Re: VARIANT / ANYTYPE datatype

From: Darren Duncan <darren(at)darrenduncan(dot)net>
To: Alvaro Herrera <alvherre(at)commandprompt(dot)com>
Cc: Bruce Momjian <bruce(at)momjian(dot)us>, Merlin Moncure <mmoncure(at)gmail(dot)com>, Andrew Dunstan <andrew(at)dunslane(dot)net>, Pg Hackers <pgsql-hackers(at)postgresql(dot)org>
Subject: Re: VARIANT / ANYTYPE datatype
Date: 2011-05-10 21:19:32
Message-ID: 4DC9ABE4.9070904@darrenduncan.net
Views: Raw Message | Whole Thread | Download mbox | Resend email
Thread:
Lists: pgsql-hackers

Alvaro Herrera wrote:
> Excerpts from Bruce Momjian's message of mar may 10 16:21:36 -0400 2011:
>> Darren Duncan wrote:
>>> To follow-up, an additional feature that would be useful and resembles union
>>> types is the variant where you could declare a union type first and then
>>> separately other types could declare they are a member of the union. I'm
>>> talking about loosely what mixins or type-roles or interfaces etc are in other
>>> languages. The most trivial example would be declaring an ENUM-alike first and
>>> then separately declaring the component values where the latter declare they are
>>> part of the ENUM, and this could make it easier to add or change ENUM values.
>>> But keep in mind that this is a distinct concept from what we're otherwise
>>> talking about as being union types. -- Darren Duncan
>> Should this be a TODO item?
>
> The general idea of C-style unions, sure. Mixin-style stuff ... not sure.
> Seems like it'd be pretty painful.

From the perspective of users, the single greatest distinction between these 2
kinds of unions is being closed versus being open, and that is the primary
reason to choose one over the other.

A closed union is the C-style, where the union type declares what other types or
values it ranges over. The closed union is best when the union definer can
reasonably assume that the union won't either ever or would rarely be changed,
and in particular can assume that application or database code would have
knowledge of the parts that it deals specially with, so it can be assumed that
if the closed union type ever is changed then any code designed to use it may be
changed at the same time.

A good example for a closed union would be a boolean type which just ranges over
the two singletons false and true or an order type which ranges just over the
three singletons decrease, same, increase. Or a type which enumerates the 7
days of the week, as this is unlikely to change in the life of a system.
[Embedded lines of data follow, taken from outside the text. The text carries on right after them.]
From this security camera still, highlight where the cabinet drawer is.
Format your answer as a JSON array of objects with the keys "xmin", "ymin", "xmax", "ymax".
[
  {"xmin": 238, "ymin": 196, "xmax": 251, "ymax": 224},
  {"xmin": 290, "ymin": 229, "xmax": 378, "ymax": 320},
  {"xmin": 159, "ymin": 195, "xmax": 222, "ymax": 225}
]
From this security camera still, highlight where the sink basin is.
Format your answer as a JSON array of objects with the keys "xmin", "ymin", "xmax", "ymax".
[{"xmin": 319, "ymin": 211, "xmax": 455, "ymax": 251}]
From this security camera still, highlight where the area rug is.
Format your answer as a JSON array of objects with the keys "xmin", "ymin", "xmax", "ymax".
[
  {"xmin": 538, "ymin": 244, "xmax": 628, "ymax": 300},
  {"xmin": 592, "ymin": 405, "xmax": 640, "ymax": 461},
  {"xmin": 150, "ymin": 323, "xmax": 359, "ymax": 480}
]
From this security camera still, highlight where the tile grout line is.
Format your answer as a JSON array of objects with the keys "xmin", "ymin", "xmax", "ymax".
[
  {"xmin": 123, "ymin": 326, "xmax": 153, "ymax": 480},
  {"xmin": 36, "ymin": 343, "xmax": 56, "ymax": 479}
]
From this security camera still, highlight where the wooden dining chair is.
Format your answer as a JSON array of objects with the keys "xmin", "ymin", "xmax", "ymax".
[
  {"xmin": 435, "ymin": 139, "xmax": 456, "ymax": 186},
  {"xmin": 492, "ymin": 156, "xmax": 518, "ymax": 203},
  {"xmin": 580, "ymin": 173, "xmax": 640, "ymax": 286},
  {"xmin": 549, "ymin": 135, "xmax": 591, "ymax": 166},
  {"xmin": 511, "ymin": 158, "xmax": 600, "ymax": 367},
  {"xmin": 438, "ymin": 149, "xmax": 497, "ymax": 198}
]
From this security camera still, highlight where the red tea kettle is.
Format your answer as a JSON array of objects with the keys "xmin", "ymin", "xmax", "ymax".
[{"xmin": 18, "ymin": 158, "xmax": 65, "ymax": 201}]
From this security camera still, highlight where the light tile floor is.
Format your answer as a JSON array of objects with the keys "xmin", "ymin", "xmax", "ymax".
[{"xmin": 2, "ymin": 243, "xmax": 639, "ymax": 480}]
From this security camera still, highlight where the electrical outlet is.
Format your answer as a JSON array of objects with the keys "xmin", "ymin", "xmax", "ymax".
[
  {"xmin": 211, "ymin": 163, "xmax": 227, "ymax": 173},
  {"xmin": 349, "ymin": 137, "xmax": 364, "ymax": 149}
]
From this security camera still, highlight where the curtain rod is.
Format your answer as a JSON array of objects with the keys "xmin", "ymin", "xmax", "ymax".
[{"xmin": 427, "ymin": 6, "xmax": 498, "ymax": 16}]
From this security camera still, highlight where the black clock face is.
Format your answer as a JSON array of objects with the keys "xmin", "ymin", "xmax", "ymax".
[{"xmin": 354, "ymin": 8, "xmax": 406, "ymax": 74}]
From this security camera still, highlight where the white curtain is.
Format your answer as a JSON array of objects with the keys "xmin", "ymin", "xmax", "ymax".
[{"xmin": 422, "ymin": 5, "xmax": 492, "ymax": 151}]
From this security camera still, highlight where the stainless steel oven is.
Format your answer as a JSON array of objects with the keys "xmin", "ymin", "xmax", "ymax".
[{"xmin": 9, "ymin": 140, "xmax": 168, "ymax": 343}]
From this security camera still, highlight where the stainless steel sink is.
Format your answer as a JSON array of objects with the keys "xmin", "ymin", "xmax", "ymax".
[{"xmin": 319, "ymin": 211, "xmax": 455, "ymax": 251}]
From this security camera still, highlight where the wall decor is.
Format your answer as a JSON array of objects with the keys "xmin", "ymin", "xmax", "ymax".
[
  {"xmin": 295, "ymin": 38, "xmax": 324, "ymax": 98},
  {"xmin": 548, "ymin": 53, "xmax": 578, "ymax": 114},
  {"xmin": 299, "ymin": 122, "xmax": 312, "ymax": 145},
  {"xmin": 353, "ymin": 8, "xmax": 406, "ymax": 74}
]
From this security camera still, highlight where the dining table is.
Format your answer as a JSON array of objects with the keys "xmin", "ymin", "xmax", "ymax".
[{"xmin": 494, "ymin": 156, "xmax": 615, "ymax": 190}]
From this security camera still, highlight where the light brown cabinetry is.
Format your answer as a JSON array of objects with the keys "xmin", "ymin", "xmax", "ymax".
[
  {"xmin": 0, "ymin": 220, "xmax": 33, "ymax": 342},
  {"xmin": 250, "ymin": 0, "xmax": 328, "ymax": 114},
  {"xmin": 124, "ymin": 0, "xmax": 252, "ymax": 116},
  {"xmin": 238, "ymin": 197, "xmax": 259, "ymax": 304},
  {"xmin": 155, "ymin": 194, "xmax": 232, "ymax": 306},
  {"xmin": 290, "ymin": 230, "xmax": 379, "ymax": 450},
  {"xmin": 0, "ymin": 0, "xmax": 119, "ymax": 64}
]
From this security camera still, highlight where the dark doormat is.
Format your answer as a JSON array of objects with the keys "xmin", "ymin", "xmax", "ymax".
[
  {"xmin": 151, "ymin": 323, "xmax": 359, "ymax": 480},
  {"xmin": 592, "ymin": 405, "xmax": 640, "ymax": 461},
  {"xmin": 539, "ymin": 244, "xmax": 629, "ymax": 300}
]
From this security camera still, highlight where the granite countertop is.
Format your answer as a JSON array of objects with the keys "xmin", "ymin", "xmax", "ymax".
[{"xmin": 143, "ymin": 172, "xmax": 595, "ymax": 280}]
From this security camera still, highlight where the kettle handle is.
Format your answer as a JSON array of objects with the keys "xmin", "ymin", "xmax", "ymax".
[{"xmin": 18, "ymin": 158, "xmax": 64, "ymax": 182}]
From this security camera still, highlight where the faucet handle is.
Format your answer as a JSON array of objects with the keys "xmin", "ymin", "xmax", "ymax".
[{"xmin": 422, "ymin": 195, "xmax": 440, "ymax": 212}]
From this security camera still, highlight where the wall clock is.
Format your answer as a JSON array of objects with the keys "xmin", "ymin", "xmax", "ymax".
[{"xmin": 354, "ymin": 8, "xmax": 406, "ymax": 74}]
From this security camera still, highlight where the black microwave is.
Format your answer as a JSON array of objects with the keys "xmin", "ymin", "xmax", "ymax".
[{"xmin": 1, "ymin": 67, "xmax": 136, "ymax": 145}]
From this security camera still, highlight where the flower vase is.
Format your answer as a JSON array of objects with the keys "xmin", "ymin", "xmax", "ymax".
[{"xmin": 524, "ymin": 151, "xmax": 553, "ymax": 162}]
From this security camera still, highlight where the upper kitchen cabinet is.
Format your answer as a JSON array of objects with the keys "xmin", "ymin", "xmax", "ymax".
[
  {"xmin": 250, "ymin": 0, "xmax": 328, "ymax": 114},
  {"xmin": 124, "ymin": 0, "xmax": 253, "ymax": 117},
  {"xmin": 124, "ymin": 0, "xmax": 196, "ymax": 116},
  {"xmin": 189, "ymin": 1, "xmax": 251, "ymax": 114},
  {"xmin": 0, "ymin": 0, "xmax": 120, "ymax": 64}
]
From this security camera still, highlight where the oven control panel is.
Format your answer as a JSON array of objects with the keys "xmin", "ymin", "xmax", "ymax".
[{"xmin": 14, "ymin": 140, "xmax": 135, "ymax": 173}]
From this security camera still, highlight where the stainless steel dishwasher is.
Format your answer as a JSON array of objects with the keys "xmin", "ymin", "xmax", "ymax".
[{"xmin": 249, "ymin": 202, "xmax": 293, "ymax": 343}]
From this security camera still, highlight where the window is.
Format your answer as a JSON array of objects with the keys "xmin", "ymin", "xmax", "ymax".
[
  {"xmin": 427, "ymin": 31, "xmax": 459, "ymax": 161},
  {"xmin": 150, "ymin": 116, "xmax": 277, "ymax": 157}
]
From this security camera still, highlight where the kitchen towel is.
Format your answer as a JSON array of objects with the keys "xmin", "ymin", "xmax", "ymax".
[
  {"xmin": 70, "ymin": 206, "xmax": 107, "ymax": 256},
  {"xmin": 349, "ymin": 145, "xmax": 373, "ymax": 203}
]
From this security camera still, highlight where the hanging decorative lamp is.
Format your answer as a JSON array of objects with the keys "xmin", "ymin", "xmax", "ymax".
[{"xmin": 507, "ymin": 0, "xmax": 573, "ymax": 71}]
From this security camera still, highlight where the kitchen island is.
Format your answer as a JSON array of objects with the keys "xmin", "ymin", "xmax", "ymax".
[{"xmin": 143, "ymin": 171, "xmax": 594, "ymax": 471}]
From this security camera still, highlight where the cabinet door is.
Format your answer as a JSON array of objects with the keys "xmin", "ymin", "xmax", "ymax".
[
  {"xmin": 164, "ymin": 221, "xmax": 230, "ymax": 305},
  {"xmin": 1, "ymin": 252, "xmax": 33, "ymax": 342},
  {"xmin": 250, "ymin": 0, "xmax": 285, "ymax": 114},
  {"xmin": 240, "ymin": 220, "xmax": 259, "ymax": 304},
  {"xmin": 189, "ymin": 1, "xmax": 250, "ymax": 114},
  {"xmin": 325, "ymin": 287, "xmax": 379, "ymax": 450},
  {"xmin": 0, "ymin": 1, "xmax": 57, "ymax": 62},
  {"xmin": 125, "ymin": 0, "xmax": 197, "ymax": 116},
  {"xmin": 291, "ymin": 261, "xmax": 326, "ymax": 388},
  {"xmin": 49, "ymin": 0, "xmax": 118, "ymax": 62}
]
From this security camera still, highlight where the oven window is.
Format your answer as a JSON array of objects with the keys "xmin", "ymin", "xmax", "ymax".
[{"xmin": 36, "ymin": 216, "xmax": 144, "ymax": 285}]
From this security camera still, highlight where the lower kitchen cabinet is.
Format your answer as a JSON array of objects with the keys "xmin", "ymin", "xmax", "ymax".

An open union is the mixin style, where the component types declare they are
part of the union. The open union is best when it is likely that there would be
either user-defined or extension-defined new types for the union to come along
later, and we want to have code that can be generic or polymorphic for any types
that can be used in particular ways.

Examples of open union types could be number, which all the numeric types
compose, and so you can know say that you can use the generic numeric operators
on values you have simply if their types compose the number union type, and it
still works if more numeric types appear later. Likewise, the string open union
could include both text and blob, as both support catenation and substring
matches or extraction, for example.

This would aid to operator overloading in a generic way, letting you use the
same syntax for different types, but allowing types to mix is optional; eg, you
could support "add(int,int)" and "add(real,real)" without supporting
"add(int,real)" etc but the syntax "add(x,y)" is shared, and you do this while
still having a strong type system; allowing the mixing is optional case-by-case.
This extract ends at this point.